I’ve just finished reading M.Christian’s superb collection of stories, LICKS AND PROMISES, and I’m trying to catch my breath. Such a fascinating display of twists and turns, demonstrating the themes of desire, lust, disappointment, betrayal, death and more.
There’s humour here too, in the brilliant “Regrets.” Who says Americans don’t do irony? Well, the Brits mostly, and I am one. But Christian shows that up for the silly concept that it is, in this wonderfully, intelligent piece of satire.
And there are tears in “The Waters of Biscayne Bay.” Grief and anger for a lost love and the fulfillment of a lover’s last wishes.

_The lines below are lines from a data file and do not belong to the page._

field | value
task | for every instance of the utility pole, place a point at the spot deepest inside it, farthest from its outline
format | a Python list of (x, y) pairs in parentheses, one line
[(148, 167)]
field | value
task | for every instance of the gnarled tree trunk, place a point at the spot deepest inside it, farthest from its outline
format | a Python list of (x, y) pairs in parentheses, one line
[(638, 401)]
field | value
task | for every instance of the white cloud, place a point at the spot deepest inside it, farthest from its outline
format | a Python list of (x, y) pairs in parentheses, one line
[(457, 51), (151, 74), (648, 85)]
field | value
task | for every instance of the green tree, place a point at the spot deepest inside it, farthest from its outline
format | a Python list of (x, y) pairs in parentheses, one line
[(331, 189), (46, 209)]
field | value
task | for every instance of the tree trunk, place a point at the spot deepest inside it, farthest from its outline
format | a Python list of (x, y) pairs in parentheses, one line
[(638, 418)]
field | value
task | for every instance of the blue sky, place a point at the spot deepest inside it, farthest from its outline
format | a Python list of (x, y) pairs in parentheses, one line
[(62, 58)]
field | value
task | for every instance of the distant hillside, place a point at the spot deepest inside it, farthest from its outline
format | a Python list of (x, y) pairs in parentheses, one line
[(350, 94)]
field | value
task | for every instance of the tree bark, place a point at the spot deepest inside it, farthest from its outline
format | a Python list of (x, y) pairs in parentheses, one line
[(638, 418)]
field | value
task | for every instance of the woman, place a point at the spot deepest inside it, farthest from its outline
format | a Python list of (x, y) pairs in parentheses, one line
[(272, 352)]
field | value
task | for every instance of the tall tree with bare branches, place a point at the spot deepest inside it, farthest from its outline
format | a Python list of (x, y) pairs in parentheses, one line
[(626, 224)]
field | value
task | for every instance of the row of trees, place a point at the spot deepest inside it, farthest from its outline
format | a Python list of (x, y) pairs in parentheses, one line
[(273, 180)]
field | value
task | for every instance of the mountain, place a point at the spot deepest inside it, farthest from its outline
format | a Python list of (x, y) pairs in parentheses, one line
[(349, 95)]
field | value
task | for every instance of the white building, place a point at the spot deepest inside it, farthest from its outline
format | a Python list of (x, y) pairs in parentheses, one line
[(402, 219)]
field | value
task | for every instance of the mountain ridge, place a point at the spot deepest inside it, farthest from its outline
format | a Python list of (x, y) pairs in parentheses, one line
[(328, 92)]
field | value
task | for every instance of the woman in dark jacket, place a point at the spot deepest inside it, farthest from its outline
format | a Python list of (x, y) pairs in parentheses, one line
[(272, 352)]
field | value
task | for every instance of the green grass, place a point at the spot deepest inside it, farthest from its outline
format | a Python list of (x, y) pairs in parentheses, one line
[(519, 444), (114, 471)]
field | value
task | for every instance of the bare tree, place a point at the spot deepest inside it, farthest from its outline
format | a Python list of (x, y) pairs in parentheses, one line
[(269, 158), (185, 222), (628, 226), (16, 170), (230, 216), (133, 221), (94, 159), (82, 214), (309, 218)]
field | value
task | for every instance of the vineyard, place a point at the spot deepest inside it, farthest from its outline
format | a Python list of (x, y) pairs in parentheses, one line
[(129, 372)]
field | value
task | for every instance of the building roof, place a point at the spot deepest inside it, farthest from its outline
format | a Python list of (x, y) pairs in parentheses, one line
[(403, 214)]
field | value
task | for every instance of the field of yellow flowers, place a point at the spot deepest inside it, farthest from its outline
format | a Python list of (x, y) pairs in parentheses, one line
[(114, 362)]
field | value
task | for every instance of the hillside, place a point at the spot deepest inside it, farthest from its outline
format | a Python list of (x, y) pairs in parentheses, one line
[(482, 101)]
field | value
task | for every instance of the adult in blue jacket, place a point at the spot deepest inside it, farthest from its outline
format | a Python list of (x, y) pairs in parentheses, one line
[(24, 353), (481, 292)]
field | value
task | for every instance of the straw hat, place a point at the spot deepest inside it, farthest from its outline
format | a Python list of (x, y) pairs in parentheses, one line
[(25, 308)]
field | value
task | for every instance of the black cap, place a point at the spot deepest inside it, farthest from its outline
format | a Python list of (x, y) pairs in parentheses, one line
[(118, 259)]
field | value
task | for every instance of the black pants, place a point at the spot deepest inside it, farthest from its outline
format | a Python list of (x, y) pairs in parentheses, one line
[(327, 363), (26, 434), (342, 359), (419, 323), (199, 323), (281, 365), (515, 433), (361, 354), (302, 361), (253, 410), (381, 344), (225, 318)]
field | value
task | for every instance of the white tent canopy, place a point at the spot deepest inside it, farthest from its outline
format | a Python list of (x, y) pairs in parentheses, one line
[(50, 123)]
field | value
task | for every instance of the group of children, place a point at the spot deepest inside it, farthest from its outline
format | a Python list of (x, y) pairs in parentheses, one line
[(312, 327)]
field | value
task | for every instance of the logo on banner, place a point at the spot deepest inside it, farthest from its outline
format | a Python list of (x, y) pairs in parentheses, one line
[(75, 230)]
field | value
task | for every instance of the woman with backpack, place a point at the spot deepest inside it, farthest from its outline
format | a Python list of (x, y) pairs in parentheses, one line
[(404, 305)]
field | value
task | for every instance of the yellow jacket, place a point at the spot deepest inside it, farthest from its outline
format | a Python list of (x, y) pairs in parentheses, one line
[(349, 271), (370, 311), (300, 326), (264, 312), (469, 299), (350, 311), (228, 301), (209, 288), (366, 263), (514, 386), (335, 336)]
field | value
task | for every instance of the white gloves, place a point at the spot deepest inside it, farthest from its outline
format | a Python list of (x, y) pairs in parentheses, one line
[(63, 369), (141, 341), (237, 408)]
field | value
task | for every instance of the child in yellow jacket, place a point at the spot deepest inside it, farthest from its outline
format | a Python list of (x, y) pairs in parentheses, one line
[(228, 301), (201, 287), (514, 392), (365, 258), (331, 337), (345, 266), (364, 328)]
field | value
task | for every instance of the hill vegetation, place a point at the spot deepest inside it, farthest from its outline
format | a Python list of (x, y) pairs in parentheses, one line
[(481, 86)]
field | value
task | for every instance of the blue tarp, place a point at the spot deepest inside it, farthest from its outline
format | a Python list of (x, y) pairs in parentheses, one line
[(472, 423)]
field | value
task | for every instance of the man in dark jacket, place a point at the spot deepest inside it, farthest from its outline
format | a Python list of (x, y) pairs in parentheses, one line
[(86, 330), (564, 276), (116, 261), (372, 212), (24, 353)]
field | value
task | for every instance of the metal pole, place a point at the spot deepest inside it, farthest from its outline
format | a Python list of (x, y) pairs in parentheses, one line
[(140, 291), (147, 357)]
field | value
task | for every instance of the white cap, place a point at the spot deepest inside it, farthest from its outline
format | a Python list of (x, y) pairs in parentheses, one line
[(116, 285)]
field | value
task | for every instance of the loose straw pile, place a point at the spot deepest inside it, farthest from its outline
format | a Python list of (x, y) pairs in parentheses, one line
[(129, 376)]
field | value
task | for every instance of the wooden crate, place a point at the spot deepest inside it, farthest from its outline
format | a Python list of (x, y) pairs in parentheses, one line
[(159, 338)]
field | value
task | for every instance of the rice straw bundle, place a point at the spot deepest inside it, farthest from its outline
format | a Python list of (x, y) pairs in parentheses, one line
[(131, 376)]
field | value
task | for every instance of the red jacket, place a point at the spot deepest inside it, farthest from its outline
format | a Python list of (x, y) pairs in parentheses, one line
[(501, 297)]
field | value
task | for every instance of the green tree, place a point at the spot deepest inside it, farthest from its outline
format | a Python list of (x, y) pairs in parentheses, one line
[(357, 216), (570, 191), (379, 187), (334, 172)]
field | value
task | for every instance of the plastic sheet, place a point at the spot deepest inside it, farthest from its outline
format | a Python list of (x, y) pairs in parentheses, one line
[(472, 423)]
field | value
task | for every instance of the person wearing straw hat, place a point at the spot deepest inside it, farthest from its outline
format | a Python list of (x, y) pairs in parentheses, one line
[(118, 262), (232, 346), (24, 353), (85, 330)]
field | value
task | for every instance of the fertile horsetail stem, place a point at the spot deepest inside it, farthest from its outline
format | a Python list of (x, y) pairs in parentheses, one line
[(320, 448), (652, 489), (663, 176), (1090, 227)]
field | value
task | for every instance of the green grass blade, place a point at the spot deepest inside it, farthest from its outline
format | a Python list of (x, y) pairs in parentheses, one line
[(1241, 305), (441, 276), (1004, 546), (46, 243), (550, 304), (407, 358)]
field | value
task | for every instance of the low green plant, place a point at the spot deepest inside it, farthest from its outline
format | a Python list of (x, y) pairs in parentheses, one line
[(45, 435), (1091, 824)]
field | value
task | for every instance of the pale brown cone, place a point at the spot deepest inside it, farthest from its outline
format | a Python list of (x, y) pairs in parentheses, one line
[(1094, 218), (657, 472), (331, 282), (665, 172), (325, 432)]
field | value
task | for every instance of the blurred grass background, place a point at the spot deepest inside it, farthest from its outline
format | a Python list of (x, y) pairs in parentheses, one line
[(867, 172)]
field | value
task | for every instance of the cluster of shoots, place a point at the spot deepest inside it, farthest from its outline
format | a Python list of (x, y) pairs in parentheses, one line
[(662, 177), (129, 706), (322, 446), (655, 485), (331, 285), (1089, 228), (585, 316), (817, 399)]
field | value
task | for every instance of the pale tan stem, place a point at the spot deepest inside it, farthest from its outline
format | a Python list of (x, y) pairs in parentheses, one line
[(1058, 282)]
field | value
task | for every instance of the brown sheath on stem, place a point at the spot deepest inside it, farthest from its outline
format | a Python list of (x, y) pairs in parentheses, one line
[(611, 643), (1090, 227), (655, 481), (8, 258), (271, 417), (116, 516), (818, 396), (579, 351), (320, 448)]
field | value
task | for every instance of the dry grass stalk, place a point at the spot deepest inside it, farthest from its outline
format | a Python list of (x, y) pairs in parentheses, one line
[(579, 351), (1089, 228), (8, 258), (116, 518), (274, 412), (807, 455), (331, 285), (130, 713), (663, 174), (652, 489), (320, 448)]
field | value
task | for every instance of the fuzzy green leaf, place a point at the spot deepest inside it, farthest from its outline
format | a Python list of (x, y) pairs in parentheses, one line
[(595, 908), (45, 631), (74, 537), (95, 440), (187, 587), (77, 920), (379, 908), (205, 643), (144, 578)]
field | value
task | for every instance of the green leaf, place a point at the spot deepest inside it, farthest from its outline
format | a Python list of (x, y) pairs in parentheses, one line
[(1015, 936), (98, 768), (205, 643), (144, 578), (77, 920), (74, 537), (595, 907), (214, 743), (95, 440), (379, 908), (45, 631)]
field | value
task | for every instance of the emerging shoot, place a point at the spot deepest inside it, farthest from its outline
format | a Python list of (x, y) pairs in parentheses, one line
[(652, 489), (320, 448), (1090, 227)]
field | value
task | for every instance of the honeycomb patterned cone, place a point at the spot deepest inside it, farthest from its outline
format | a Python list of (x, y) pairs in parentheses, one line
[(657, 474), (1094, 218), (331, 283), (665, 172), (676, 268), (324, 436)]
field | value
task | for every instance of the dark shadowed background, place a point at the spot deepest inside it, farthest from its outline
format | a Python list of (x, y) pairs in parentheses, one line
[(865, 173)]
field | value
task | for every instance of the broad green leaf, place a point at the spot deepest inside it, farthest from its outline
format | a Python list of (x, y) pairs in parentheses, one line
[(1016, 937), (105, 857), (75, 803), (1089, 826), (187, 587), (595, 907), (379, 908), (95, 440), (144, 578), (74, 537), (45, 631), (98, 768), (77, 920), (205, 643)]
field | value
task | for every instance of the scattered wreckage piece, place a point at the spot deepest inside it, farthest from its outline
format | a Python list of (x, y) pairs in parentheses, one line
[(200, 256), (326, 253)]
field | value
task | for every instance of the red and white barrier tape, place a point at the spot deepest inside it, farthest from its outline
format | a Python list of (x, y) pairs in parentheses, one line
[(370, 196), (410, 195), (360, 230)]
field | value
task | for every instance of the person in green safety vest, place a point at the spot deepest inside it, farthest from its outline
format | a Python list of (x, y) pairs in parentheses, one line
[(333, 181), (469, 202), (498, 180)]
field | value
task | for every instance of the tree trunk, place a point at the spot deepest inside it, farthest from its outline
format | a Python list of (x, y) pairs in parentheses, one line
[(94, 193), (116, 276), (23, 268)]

Christian gives us an innovative look into Edward Hopper’s great painting; NIGHTHAWKS, in his story of the same name. He teaches us, how to read a painting. Who is the woman with the red hair, in the red dress? Is the man sitting next to her partner, or are they two strangers desiring each other? Both, are lost in their thoughts. Christian subtly weaves a story around Hopper’s haunting painting. He walks us around this enigmatic couple, and we ponder about what might, or might not be going on.
There’s a lament in “The Waters of life" and a sense of loss as Christian reveals that the loved and revered art work is not what it seems. The loved one is not what he seemed, and we taste the bitter flavour of disappointment.
In “The House of the Rising Sun," a woman learns to love, and live again, after a betrayal, and in the wonderful “In Control,” just who is in control? The self important dom, who’s too mean to pay more than $50 for a sex toy, or the canny sub, who takes her pleasure, and leaves?
There’s a twist at the end of, “Her First Thursday Evening." A guy edits, and changes his lover’s first disastrous sexual experience, into one that is beautiful. But he can’t rewrite his own story; he wishes he could.
Through this wonderful collection, M.Christian shows the skill and diversity of a unique writer. He creates solid, fully rounded characters. He tells us stories that are enticing, he draws us in. He makes us laugh; very often he makes us cry. Christian loves language and words. Never, never dull, he encourages the reader to identify with and empathise with, his skilfully drawn characters. He brings us back to the simplicity of reading great stories, that stay with us long after we have closed the book.